School of Information Sciences

Mak to speak at Yale

Bonnie Mak
Bonnie Mak, Associate Professor

Bonnie Mak, associate professor, will visit Yale University to participate in two events this fall.

She is an invited discussant in the symposium of the Yale Program in the History of the Book. Mak will participate in seminars that explore how handwritten notes or visual elements added to books affect the relationship of those books to specific locations and times. The symposium, “Time and the Book,” will be held on September 12-13 at the Yale Beinecke Rare Book & Manuscript Library.

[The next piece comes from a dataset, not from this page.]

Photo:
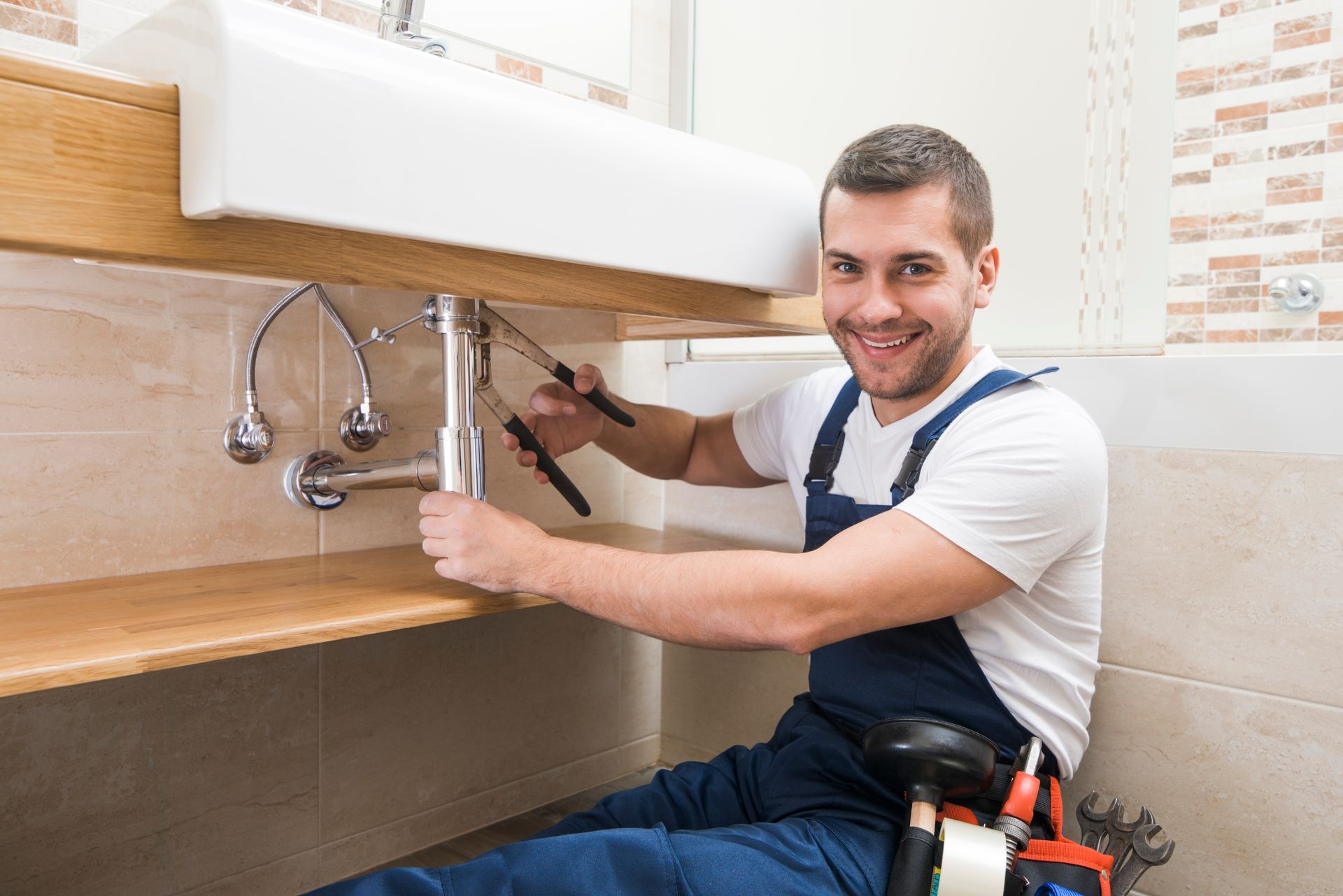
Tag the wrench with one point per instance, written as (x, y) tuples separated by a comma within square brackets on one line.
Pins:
[(1143, 855), (1093, 823), (1122, 832)]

In her symposium talk, “Time Suspended,” Mak will explore how inscriptions, annotations, bookplates, and even coffee stains, often overlooked as accidental or dismissed as extraneous, may contain information of scholarly interest regarding the performance and use of a given book over time. Likewise, the elements that structure and provide access to databases and electronic resources can be studied as evidence of how information is constituted, configured, and disseminated, by whom and for whom.

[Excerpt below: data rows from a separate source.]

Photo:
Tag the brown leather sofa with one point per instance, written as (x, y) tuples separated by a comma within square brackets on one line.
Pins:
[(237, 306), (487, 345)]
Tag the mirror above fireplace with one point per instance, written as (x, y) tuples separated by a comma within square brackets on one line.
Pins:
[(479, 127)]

Later this semester, Mak will speak at the workshop, “Diaspora and the Digital,” which considers the challenges and opportunities faced by born-digital literary archives and projects in the digital humanities. The workshop is the closing event of the collaborative research network, Diasporic Literary Archives, led by the University of Reading with international partners in Trinidad and Tobago; the Centro di Ricerca sulla Tradizione Manoscritta di Autori Moderni e Contemporanei at the University of Pavia; the Institut Mémoires de l’Édition Contemporaine in France; the National Library and Archives Service of Namibia; and Yale’s Beinecke Rare Book and Manuscript Library, where the event will be held on October 23-24. Mak will participate in a session on the preservation of and access to born digital archives.

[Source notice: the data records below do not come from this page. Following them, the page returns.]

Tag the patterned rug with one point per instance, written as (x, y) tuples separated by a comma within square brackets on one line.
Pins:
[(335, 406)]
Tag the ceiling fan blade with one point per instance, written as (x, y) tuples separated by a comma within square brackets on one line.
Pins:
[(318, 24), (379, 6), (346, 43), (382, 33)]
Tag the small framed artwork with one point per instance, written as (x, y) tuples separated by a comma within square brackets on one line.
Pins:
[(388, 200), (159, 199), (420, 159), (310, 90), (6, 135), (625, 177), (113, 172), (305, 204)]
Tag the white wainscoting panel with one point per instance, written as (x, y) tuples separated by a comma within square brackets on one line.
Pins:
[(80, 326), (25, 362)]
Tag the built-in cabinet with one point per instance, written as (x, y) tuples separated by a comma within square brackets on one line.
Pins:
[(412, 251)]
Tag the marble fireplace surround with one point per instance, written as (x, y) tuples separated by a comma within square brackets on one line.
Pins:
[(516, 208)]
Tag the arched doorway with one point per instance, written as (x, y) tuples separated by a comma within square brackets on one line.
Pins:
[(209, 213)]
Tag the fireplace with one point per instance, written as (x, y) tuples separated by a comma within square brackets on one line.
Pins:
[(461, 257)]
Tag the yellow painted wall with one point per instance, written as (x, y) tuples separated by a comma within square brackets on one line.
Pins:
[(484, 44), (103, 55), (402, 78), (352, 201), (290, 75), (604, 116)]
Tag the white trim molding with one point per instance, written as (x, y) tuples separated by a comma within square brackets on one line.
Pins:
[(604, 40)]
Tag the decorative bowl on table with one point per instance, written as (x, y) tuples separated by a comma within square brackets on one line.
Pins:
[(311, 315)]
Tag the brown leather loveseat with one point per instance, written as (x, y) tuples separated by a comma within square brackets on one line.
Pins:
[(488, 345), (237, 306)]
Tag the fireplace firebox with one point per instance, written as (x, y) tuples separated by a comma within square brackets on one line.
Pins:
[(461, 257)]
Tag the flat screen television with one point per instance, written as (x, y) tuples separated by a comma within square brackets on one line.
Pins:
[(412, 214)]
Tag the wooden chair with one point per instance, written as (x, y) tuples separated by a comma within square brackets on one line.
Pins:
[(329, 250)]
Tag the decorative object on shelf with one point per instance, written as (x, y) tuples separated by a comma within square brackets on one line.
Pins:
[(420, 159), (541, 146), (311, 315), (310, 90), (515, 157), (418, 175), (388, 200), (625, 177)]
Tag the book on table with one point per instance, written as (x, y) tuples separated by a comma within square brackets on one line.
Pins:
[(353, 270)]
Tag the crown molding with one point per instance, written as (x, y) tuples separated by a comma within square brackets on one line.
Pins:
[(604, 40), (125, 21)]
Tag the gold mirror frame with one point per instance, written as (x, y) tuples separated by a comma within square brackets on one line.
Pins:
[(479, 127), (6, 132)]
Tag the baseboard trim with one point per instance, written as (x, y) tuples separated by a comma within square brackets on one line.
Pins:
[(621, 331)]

Mak, who joined the GSLIS faculty in 2008, is jointly appointed in the Program in Medieval Studies. Her research interests include manuscript, print, and digital cultures; the cultural production and circulation of knowledge; palaeography and diplomatics; manuscript studies; book history; medieval and early modern collecting; and the history of archives and libraries. At GSLIS, Mak co-chairs the History Salon. She is currently a member of the Advisory Editorial Board of Information & Culture and the Editorial Board of the online and open-access journal, Architectures of the Book. Her first book, How the Page Matters, was published by the University of Toronto Press in 2011, and she is at work on her next book-length project, Culture in an Age of Data, a cultural history of digitizations.